La Cades ne devrait donc pas bénéficier de la baisse des taux constatée par ailleurs. Le Gouvernement table ainsi sur une baisse de la charge de la dette de l'État en 2021, qui s'élèverait à 30,4 milliards d'euros en 2021 contre 35,3 milliards d'euros en 2019. La charge de la dette pourrait même se révéler inférieure à la prévision gouvernementale, dès lors que cette dernière repose sur l'hypothèse d'une remontée rapide des taux longs (OAT à 10 ans), qui atteindraient 0,7 % à la fin de l'exercice 2021, contre - 0,25 % actuellement. Le Consensus forecasts d'avril dernier misait, de son côté, sur un scénario de remontée beaucoup plus lent, dans lequel les taux à dix ans n'atteindraient 0,7 % qu'en 2023.

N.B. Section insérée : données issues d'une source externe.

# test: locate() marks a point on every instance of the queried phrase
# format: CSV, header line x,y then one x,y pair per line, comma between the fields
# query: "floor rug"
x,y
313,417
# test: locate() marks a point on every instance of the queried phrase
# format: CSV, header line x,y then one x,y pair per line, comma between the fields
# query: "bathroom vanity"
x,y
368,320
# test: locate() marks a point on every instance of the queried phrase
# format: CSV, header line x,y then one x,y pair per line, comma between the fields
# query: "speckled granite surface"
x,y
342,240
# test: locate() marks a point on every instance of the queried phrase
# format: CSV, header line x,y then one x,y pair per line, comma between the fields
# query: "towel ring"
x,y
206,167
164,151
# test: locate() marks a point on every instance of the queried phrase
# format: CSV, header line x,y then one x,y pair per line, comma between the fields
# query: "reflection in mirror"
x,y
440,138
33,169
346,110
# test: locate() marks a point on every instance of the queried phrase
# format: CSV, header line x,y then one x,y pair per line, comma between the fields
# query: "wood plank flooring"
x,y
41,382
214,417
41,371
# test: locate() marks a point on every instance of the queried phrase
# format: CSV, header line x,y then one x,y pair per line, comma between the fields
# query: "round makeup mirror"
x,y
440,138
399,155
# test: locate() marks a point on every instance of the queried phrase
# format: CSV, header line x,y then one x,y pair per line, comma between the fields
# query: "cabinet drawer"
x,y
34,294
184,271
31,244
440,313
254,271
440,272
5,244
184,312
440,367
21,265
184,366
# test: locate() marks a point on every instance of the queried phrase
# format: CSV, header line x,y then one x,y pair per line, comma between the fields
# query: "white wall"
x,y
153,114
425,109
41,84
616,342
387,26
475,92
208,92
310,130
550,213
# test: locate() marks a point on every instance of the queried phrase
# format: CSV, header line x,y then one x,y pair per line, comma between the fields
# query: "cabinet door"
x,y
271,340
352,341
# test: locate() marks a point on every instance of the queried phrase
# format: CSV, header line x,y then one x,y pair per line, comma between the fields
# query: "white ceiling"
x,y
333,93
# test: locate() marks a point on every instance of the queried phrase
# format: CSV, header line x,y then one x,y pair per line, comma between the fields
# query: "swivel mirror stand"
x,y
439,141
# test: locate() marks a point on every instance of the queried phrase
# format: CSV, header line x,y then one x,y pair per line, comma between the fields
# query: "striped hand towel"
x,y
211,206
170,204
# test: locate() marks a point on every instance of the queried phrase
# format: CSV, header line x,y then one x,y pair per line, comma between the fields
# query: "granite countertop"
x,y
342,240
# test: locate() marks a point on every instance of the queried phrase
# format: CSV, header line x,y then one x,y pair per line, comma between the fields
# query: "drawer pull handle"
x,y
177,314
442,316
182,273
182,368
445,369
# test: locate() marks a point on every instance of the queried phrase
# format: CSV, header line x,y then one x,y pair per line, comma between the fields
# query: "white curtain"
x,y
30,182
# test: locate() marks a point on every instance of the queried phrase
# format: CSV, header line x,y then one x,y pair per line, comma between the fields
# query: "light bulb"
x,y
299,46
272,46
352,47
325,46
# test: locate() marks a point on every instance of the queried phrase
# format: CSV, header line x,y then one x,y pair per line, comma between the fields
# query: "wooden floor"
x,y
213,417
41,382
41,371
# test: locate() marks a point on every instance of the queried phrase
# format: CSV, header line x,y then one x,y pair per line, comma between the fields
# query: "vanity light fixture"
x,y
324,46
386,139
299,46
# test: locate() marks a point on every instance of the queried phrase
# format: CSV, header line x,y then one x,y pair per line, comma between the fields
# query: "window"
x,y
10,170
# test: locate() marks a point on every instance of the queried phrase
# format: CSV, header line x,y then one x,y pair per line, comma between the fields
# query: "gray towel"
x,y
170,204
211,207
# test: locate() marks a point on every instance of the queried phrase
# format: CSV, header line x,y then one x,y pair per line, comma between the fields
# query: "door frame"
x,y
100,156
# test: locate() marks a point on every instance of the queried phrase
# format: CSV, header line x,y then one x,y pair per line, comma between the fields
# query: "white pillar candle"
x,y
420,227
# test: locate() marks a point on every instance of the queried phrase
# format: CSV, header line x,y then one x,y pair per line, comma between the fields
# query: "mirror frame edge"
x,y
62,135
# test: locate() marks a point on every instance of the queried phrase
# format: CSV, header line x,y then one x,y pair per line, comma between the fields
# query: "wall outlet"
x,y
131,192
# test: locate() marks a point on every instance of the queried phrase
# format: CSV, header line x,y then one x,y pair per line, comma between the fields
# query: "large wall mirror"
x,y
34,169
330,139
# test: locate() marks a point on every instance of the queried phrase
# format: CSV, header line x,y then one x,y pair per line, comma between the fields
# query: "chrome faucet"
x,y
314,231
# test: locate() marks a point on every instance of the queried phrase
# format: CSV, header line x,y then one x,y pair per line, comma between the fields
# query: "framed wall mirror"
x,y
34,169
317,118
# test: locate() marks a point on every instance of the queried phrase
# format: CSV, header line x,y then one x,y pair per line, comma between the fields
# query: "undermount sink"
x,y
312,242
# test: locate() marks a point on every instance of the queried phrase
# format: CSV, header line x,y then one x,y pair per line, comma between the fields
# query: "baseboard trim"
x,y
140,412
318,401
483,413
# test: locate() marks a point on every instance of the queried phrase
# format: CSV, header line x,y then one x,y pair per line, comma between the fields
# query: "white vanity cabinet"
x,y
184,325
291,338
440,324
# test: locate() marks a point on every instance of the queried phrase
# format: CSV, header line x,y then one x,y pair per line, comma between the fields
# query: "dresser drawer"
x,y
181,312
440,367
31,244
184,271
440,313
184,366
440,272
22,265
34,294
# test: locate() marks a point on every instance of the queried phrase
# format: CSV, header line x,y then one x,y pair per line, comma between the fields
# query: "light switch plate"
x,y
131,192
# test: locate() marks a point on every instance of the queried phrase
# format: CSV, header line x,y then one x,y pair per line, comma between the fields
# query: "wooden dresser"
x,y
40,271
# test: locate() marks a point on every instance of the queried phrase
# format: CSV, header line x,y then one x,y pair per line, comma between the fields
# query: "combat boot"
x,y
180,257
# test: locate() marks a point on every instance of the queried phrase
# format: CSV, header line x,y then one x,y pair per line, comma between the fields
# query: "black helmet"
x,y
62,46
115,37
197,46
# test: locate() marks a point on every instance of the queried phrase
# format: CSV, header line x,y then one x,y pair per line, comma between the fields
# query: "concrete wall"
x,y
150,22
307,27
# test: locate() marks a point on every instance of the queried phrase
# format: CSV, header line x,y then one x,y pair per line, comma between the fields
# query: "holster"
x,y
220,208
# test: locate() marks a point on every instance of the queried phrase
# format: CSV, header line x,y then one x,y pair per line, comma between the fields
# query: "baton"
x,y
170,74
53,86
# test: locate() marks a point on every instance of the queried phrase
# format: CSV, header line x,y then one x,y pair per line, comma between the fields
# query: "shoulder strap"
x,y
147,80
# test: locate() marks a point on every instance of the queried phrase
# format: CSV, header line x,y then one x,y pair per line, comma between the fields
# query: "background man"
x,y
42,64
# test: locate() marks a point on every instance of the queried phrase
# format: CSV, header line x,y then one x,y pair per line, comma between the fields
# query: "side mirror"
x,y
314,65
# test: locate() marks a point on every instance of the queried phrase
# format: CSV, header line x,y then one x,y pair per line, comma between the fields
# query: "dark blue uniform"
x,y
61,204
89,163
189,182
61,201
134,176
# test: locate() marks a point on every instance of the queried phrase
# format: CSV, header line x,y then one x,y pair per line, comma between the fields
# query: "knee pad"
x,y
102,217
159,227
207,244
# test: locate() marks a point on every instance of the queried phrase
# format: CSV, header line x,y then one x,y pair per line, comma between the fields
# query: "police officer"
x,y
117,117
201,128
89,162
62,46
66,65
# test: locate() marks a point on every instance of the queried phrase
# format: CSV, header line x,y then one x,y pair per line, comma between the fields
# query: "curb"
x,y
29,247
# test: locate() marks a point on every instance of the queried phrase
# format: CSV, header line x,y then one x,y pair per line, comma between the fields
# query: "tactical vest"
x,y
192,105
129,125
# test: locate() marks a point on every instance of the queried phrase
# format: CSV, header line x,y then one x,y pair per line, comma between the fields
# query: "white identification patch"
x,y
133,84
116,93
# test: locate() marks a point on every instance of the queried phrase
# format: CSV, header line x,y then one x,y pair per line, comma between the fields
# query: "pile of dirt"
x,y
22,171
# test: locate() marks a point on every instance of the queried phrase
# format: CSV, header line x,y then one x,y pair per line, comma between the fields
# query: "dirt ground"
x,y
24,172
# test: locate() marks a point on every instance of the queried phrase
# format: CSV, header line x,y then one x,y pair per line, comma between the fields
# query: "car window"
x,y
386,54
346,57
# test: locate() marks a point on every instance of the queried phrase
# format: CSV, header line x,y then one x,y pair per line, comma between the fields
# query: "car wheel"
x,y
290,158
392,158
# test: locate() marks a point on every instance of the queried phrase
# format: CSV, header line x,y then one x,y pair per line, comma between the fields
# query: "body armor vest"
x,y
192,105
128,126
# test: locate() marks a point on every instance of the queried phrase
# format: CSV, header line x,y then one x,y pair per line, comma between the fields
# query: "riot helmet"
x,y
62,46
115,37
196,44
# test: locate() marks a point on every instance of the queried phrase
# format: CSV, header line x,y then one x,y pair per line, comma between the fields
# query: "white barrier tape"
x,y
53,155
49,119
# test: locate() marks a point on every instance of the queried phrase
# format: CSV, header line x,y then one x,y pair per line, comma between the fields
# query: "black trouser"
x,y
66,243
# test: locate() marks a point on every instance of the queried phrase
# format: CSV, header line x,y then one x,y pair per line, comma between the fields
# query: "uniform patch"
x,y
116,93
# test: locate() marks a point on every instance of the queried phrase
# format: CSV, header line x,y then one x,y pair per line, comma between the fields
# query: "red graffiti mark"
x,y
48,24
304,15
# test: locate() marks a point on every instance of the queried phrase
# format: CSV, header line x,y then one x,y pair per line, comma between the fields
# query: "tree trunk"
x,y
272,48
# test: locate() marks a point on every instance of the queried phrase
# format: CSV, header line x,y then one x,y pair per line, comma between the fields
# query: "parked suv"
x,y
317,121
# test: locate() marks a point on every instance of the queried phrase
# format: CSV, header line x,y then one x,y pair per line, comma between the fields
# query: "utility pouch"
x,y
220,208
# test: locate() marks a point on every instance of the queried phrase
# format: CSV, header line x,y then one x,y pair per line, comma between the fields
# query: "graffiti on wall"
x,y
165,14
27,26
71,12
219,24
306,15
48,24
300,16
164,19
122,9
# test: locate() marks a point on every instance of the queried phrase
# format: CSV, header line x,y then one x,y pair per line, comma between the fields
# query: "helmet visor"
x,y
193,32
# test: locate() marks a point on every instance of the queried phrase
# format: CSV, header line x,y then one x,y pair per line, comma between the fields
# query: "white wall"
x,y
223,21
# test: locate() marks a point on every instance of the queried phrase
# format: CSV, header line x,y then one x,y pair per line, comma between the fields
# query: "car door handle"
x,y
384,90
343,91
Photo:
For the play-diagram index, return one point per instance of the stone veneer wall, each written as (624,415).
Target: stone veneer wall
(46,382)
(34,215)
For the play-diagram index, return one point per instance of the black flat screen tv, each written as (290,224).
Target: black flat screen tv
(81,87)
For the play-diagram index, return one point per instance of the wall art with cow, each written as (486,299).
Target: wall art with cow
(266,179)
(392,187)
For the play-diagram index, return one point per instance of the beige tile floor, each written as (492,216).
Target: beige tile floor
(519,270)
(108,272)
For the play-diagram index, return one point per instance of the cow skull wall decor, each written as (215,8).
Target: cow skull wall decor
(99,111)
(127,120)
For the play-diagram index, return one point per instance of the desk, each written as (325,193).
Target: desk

Les charges d'intérêt nettes des produits financiers, se sont établies à 2 milliards d'euros en 2019, contre 2,2 milliards en 2018. Dans le scenario prudent retenu par la Cades, ces charges sont donc appelées à augmenter. La Cades a, ces dernières années, diminué la sensibilité de son endettement à une hausse possible des taux en augmentant la part de l'endettement à taux fixe. Le taux d'intérêt moyen résultant des instruments à taux fixe (84 % de sa dette) s'établit ainsi à 2,30 % au 30 juin 2019. Les taux révisables représentent quant à eux 8,3 % de l'endettement de la Cades et intègrent des taux courts négatifs. Enfin, les taux indexés sur l'inflation représentent 10,4 % de l'endettement de la Cades.

Répartition de la dette de la CADES en fonction des taux d'intérêt

31/12/2017

31/12/2018

31/12/2019

Taux fixe

63,61 %

79,25 %

84,106 %

Taux indexé

8,41 %

9,54 %

7,67 %

Taux variable

27,98 %

11,22 %

8,27  %

Source : commission des finances du Sénat, d'après les réponses au questionnaire budgétaire


* 27 Conseil d'État, section sociale, n° 400188 et 400189, 26 mai 2020.

* 28 L'annexe 8 du PLFSS 2021 présente un tel scenario qui reposerait sur une probabilité d'échouer à atteindre un seuil de capacité de remboursement moyenne à 95 %. L'extinction en 2033 repose sur une probabilité établie à 50 %.

* 29 Décret n° 2017-869 du 9 mai 2017 relatif à la Caisse d'amortissement de la dette sociale.